Result after trial 36.
starting trial: 36
param to try: {'random_move_count': 11, 'random_multi_pv': 4, 'random_multi_pv_diff': 175, 'max_grad': 0.5, 'lambda1': 1.0, 'random_move_minply': 5, 'write_minply': 15, 'skip_dupes_in_training': 1, 'fen_skip_train': 1, 'fen_skip_val': 1}
Execute engine vs engine match between 36_nn.bin and 34_nn.bin
Match done! actual result: 0.555, point of view: name=36_nn
use_best_param: True, adjusted result: 1.5780000000000003
number value params_fen_skip_train params_fen_skip_val params_lambda1 params_max_grad params_random_move_count params_random_move_minply params_random_multi_pv params_random_multi_pv_diff params_skip_dupes_in_training params_write_minply state
0 0.500 0 1 0.50 0.2 5 6 4 150 1 6 COMPLETE
1 0.690 1 0 1.00 0.5 11 3 4 275 1 9 COMPLETE
2 1.023 0 1 0.75 0.2 16 1 4 150 1 13 COMPLETE
3 0.040 1 1 0.25 0.3 11 9 4 100 0 21 COMPLETE
4 0.070 0 0 0.00 0.6 8 3 7 225 0 8 COMPLETE
5 1.098 1 0 0.75 0.2 5 1 4 250 0 22 COMPLETE
6 0.090 0 1 0.25 0.6 14 8 5 200 1 15 COMPLETE
7 1.208 0 1 0.75 0.2 9 9 6 100 0 25 COMPLETE
8 0.240 1 1 0.50 0.1 17 2 4 225 0 25 COMPLETE
9 0.035 1 0 0.00 0.6 20 8 8 325 1 12 COMPLETE
10 0.420 0 1 0.75 0.5 8 10 6 400 0 26 COMPLETE
11 0.420 1 0 0.75 0.2 5 5 6 300 0 21 COMPLETE
12 0.410 1 0 0.75 0.2 8 5 7 375 0 21 COMPLETE
13 0.425 0 0 0.75 0.2 5 7 5 100 0 23 COMPLETE
14 1.288 1 1 1.00 0.2 7 10 5 175 0 18 COMPLETE
15 0.360 0 1 1.00 0.1 10 10 5 150 0 18 COMPLETE
16 0.445 0 1 1.00 0.3 8 10 7 175 0 18 COMPLETE
17 0.405 1 1 1.00 0.2 13 9 6 100 0 18 COMPLETE
18 1.328 1 1 1.00 0.2 7 8 5 125 0 24 COMPLETE
19 0.470 1 1 1.00 0.5 6 7 5 175 0 16 COMPLETE
20 1.363 1 1 1.00 0.1 7 8 5 125 0 24 COMPLETE
21 0.365 1 1 1.00 0.1 7 8 5 125 0 26 COMPLETE
22 1.383 1 1 1.00 0.1 7 7 5 125 0 24 COMPLETE
23 0.490 1 1 1.00 0.1 10 6 5 125 0 24 COMPLETE
24 0.470 1 1 1.00 0.1 6 7 5 150 0 24 COMPLETE
25 0.380 1 1 1.00 0.1 10 7 6 125 0 20 COMPLETE
26 0.395 1 1 1.00 0.1 7 8 5 200 0 23 COMPLETE
27 0.325 1 1 1.00 0.1 12 6 5 125 0 26 COMPLETE
28 0.110 1 1 0.25 0.1 9 4 6 200 0 20 COMPLETE
29 0.165 1 1 0.50 0.3 6 6 4 100 1 24 COMPLETE
30 0.035 1 1 0.00 0.1 5 9 4 150 0 23 COMPLETE
31 0.475 1 1 1.00 0.2 7 8 5 175 0 19 COMPLETE
32 1.433 1 1 1.00 0.2 7 9 5 150 0 15 COMPLETE
33 0.465 1 1 1.00 0.2 9 9 5 125 0 13 COMPLETE
34 1.523 1 1 1.00 0.5 6 7 4 150 1 16 COMPLETE
35 0.150 1 1 0.50 0.5 6 7 4 150 1 11 COMPLETE
36 1.578 1 1 1.00 0.5 11 5 4 175 1 15 COMPLETE
Trials in x-axis and value in the y-axis. Value is from the result of engine vs engine match adjusted and sent to optimizer.
initial_best_value = 0.5
current_best_value = initial_best_value
trial 1 defeats trial 0 at 69% in a 100-game match.
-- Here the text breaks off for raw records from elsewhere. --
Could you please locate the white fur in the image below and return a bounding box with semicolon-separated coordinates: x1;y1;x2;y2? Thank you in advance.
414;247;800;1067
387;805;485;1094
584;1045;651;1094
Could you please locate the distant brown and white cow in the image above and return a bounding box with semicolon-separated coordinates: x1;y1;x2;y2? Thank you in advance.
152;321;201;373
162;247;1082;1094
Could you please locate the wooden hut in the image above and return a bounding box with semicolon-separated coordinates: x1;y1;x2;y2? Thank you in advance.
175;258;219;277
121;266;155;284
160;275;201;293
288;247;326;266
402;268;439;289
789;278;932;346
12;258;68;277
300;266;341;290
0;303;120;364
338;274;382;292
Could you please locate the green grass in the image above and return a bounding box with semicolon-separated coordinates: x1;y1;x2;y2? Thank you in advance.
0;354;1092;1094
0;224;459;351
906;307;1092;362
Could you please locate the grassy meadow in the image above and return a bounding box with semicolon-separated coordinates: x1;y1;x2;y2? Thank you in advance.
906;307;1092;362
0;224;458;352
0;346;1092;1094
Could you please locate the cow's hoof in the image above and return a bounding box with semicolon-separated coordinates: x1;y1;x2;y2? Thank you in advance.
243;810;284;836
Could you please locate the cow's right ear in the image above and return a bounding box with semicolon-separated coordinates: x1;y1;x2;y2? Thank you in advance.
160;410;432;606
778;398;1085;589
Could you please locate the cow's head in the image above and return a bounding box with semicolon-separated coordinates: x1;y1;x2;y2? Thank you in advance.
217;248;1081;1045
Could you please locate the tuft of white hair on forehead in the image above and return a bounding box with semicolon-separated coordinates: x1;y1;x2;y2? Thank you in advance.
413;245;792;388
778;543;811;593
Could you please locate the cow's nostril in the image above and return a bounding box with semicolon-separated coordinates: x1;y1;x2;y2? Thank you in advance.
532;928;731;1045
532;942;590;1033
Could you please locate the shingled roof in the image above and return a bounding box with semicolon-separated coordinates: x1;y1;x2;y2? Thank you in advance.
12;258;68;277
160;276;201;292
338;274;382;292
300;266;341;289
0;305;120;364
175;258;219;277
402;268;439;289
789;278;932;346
current_best_value = current_best_value + (0.69 - initial_best_value) = 0.5 + (0.69-0.5) = 0.69
value of trial 1 = 0.69
trial 2 defeats trial 1 at 83.3%
current_best_value = current_best_value + (0.833 - initial_best_value) = 0.69 + (0.833-0.5) = 1.023
value of trial 2 is 1.023
We do this calculation everytime the new net defeats the current best at more than 50%. These are the values reported to the optimizer because the optimizer keeps track of the best value and other results.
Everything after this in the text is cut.